The examples of Beaver Dam, Lebanon, and Box Elder highlight a key shift: site selection isn't just about real estate anymore - it's the cornerstone of a solid CM strategy. Every decision made before construction begins - like ensuring dependable power or aligning with the local workforce's skills - plays a critical role in how smoothly a project unfolds. As noted in the discussion, understanding the connection between workforce potential and infrastructure is essential for teams tackling similar projects (source).
What sets successful projects apart from costly missteps boils down to one thing: execution certainty.
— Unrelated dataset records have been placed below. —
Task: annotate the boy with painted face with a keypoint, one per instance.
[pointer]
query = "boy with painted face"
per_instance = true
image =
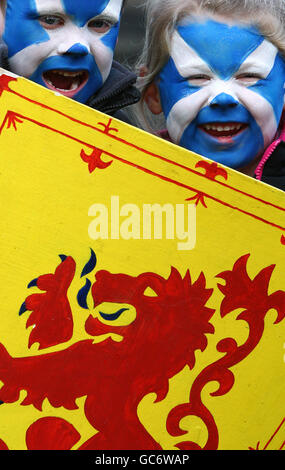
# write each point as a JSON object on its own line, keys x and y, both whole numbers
{"x": 219, "y": 80}
{"x": 68, "y": 46}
Josh Bays of Site Selection Group puts it succinctly:
"The greatest risk is no longer selecting a site with slightly higher costs; it is selecting a site that cannot be executed as planned." [11]
Even the most appealing sites can become major setbacks if power interconnection takes over 4.5 years or if permitting assumptions fall through. Incentives, while helpful, should only tip the scales - not drive the decision. A thorough assessment of risks tied to execution naturally supports a phased approach to project planning.
The phased strategy used in Box Elder’s Stratos Project is a great example. Starting with Phase 1 capped at 1.5 GW on less than 2,000 acres, the team built trust with the community and proved their capabilities before scaling up to 7.5 GW. This measured progression eased regulatory challenges and kept financial risks manageable at every step [3][6].
Teams that succeed in these complex environments view site conditions as strategic assets, not hurdles to overcome later. By considering factors like terrain, workforce culture, infrastructure readiness, and permitting timelines early on, they set the stage for faster project delivery, smoother recovery from challenges, and long-term success. This comprehensive approach remains the most reliable path to achieving those goals.
The first thing you need to check is power. Reliable energy access is the backbone of any operation, and connecting to the grid can take anywhere from 4 to 10 years. Make sure to confirm key details like power capacity, delivery timelines, and utility commitments before moving on to factors like water availability or permits. Without a dependable power source, no other site benefits will matter.
Dry-cooling and closed-loop systems are designed to cut down on water usage, but they come with trade-offs. They demand more electrical power, which can impact site layouts, equipment requirements, and how systems perform, especially in high-temperature conditions. These setups also typically need detailed water management plans and phased approvals to comply with environmental regulations. On top of that, commissioning these systems can stretch project timelines by an extra 10–20%, as they require thorough real-world testing. This adds another layer of complexity to construction management.
For projects that are mission-critical, especially in remote areas or smaller labor markets, it’s smart to bring key construction management leaders on board 6 to 12 months before construction kicks off. Positions like senior MEP engineers and project managers demand specialized expertise, and the hiring process for these roles often stretches to 8 to 10 weeks or longer. Starting early not only helps you navigate potential labor shortages but also ensures you lock in top talent before the competition heats up.